You can pre-convert to a string to simplify the call to groupby .
df.assign(Experiment=df.Experiment.astype(str))\ .groupby('Test point').Experiment.apply(', '.join).to_frame('Experiment') Experiment Test point 0 1, 4 1 2, 5 2 3
And a modification of this will include assigning a place for speed ( assign returns a copy and slower):
df.Experiment = df.Experiment.astype(str) df.groupby('Test point').Experiment.apply(', '.join).to_frame('Experiment') Experiment Test point 0 1, 4 1 2, 5 2 3
On the other hand, changing the original frame as well.
Performance
# Zero 1st solution %%timeit df.groupby('Test point').agg({'Experiment': lambda x: x.astype(str).str.cat(sep=', ')}) 100 loops, best of 3: 3.72 ms per loop
# Zero second solution %%timeit pd.pivot_table(df, index=['Test point'], values=['Experiment'], aggfunc=lambda x: ', '.join(x.astype(str))) 100 loops, best of 3: 5.17 ms per loop
# proposed in this post %%timeit -n 1 df.Experiment = df.Experiment.astype(str) df.groupby('Test point').Experiment.apply(', '.join).to_frame('Experiment') 1 loop, best of 3: 2.02 ms per loop
Note that the .assign method .assign only a few milliseconds slower than this.

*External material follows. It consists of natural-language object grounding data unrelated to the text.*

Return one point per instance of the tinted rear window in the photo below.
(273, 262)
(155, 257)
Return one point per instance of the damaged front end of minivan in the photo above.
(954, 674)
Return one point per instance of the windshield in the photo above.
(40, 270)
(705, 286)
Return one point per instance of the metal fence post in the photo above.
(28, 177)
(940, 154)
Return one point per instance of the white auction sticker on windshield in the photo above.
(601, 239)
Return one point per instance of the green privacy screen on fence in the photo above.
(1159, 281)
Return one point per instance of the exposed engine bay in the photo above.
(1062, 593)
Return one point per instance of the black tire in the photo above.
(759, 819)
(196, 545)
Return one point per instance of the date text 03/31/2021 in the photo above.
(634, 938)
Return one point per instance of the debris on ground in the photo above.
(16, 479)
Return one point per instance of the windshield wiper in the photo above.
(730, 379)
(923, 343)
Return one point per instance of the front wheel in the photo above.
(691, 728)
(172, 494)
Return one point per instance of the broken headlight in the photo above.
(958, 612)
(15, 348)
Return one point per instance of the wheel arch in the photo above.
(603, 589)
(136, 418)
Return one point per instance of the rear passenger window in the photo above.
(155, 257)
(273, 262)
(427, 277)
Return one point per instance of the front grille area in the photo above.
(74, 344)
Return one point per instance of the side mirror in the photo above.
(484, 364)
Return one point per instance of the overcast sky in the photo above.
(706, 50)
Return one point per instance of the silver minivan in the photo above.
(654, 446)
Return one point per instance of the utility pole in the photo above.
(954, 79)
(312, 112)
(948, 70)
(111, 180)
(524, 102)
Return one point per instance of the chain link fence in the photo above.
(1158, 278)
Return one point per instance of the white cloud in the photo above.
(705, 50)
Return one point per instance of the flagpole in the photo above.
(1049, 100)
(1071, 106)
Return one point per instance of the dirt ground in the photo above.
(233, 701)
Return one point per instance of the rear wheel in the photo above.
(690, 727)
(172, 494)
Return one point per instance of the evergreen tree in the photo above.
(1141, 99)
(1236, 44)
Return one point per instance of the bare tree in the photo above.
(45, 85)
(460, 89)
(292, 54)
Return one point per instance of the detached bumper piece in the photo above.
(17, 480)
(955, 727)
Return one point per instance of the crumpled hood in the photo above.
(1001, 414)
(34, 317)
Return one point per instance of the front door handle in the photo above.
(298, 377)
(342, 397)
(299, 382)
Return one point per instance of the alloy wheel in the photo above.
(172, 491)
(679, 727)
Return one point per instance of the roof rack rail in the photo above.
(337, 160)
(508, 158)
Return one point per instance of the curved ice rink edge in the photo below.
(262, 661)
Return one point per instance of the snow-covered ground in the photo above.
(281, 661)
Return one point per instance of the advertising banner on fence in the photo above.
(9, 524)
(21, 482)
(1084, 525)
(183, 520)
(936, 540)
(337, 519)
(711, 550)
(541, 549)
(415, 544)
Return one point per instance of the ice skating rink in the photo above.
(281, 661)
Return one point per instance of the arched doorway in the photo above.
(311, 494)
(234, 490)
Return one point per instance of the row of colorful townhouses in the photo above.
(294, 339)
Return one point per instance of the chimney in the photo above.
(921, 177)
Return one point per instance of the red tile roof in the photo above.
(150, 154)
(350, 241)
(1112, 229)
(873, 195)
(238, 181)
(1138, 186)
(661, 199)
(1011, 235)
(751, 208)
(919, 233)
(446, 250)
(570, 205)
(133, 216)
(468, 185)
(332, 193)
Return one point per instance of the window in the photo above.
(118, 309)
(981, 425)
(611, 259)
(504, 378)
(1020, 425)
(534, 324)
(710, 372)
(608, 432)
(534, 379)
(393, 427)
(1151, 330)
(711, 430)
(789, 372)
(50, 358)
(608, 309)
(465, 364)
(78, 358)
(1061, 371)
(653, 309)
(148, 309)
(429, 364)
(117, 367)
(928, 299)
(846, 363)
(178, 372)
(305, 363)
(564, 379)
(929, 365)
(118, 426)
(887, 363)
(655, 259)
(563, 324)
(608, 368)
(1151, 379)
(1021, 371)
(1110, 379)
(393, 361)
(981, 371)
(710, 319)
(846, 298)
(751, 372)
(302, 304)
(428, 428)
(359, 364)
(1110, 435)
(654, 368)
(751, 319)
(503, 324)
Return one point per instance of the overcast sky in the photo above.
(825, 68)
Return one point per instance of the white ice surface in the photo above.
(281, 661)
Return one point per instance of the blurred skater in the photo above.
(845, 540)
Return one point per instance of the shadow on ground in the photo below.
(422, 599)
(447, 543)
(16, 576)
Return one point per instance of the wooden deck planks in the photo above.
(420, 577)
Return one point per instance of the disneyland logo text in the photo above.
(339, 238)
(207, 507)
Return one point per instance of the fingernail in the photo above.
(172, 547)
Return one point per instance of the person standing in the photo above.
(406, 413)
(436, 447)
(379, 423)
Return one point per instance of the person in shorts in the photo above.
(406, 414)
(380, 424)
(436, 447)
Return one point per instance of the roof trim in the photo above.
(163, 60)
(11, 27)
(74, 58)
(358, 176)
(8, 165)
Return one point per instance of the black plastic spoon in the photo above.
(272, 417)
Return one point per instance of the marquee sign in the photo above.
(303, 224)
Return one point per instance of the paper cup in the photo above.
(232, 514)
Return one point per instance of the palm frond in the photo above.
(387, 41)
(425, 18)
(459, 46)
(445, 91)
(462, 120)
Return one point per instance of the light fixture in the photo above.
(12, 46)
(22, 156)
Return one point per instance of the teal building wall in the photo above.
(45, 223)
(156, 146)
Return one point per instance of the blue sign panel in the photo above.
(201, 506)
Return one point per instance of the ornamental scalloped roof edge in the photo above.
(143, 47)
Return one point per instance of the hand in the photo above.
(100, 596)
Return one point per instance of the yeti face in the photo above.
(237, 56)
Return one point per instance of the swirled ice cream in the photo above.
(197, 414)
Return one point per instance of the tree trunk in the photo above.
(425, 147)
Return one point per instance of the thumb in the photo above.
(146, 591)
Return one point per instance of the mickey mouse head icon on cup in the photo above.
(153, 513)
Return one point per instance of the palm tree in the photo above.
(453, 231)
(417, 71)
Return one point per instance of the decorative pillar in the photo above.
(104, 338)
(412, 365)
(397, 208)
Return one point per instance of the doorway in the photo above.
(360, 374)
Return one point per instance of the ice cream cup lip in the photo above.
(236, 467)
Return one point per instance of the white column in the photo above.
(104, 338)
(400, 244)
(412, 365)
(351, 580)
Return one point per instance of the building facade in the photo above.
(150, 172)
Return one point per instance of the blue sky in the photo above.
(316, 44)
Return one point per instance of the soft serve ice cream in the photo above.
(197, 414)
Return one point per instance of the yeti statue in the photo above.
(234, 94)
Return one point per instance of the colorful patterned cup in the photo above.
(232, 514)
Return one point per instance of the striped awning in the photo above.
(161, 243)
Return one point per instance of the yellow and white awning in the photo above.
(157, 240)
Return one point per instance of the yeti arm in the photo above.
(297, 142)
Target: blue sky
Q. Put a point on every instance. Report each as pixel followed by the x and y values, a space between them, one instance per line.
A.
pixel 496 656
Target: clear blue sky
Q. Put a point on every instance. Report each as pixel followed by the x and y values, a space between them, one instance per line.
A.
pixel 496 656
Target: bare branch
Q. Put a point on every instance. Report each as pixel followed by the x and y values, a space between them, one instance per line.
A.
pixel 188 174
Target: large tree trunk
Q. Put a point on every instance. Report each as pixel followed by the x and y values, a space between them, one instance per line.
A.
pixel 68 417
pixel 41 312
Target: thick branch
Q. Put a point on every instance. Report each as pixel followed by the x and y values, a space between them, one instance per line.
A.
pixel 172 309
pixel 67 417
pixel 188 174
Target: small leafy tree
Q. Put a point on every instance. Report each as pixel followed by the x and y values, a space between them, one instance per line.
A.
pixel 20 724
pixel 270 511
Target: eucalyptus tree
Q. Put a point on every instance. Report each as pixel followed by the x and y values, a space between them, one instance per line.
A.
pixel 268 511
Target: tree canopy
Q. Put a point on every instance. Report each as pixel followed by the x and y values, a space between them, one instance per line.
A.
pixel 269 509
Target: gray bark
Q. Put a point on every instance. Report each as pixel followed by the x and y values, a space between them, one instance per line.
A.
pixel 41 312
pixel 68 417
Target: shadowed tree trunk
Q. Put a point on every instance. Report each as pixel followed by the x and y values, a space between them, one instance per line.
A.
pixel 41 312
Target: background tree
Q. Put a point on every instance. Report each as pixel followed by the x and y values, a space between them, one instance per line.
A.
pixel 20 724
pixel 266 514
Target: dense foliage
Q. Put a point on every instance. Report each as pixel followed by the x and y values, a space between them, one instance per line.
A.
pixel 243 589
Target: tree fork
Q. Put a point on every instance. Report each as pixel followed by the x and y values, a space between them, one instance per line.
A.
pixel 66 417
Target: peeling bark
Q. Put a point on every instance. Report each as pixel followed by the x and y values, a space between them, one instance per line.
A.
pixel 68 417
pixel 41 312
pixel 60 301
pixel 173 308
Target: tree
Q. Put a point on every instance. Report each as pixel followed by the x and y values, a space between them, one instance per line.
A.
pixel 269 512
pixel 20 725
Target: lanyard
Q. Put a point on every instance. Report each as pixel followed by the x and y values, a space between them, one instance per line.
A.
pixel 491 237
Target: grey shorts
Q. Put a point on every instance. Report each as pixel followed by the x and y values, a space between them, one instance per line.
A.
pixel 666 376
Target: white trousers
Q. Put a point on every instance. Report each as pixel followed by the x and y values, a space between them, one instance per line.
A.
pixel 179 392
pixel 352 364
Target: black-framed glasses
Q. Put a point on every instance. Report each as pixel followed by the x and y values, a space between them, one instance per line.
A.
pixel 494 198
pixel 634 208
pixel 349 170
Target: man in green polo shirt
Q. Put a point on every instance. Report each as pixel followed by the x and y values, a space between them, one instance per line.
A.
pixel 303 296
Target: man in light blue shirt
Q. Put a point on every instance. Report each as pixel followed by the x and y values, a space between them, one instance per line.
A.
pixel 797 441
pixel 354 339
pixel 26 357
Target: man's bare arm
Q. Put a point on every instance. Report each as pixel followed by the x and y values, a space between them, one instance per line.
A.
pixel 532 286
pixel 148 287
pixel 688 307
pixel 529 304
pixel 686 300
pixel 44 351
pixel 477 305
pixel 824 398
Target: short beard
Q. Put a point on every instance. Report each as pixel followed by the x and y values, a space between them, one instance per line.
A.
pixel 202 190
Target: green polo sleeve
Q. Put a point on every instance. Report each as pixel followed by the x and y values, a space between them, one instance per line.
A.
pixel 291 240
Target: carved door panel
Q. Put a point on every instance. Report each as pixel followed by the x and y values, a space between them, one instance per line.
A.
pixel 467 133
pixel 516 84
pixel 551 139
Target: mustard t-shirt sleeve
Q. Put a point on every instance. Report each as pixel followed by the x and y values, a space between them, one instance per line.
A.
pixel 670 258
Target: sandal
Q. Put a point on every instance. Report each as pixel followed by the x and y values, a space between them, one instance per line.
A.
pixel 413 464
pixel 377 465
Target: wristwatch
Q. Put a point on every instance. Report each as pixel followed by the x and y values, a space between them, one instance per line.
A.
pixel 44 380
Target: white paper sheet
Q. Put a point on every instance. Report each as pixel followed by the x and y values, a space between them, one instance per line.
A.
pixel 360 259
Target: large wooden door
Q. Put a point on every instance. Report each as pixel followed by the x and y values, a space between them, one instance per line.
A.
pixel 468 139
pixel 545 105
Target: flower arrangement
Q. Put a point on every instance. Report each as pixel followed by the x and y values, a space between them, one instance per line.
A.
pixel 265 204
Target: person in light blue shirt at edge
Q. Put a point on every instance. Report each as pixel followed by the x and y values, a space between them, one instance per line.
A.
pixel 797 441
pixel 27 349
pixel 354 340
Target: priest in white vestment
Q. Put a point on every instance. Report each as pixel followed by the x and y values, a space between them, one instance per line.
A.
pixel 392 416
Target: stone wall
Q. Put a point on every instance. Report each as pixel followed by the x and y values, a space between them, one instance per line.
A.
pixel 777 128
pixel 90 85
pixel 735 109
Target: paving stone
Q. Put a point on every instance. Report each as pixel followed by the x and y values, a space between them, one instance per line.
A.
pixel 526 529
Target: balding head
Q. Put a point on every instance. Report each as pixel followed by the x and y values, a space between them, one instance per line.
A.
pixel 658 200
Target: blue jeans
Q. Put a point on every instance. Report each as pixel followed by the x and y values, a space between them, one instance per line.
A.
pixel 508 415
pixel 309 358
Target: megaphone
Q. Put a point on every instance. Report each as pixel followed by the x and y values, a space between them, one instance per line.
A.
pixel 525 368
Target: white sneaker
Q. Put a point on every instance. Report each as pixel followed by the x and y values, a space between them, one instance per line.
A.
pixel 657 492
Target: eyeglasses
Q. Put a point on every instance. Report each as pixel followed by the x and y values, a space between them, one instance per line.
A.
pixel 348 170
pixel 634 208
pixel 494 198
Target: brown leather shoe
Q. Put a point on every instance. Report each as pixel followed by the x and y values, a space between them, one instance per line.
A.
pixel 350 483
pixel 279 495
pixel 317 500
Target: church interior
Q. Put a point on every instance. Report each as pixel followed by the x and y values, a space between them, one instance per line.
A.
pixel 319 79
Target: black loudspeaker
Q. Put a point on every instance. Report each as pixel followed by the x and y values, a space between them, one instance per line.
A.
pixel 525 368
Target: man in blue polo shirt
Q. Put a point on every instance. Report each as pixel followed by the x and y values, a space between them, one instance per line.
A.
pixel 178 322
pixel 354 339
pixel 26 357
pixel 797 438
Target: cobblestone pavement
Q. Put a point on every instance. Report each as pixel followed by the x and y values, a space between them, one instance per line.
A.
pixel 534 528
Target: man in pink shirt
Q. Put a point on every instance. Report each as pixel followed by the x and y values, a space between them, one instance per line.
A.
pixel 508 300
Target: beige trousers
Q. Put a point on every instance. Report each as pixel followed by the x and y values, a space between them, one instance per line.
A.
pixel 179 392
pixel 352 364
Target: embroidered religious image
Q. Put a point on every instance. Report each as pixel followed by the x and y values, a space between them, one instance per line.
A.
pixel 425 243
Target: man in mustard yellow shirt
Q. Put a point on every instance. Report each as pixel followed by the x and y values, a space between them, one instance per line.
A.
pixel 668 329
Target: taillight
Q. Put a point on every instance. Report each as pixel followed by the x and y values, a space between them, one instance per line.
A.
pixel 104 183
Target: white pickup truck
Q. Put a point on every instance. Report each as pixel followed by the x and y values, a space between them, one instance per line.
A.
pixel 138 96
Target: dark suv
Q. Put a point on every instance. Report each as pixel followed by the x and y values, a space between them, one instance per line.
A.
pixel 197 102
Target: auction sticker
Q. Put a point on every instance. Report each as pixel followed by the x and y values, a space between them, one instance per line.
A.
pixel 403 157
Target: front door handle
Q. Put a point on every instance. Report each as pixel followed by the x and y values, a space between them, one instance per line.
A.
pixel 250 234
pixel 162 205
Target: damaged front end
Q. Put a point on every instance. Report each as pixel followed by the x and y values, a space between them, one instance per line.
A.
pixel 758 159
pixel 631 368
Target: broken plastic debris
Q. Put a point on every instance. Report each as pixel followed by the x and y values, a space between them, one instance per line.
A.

Large performance metrics should be visible for large data frames.
Option 2
groupby + agg :
A similar operation follows with agg :
df.assign(Experiment=df.Experiment.astype(str))\ .groupby('Test point').agg({'Experiment' : ', '.join}) Experiment Test point 0 1, 4 1 2, 5 2 3
And the internal version of this will be the same as above.
# proposed in this post %%timeit -n 1 df.Experiment = df.Experiment.astype(str) df.groupby('Test point').agg({'Experiment' : ', '.join}) 1 loop, best of 3: 2.21 ms per loop
agg should see a speed increase more apply for large data frames.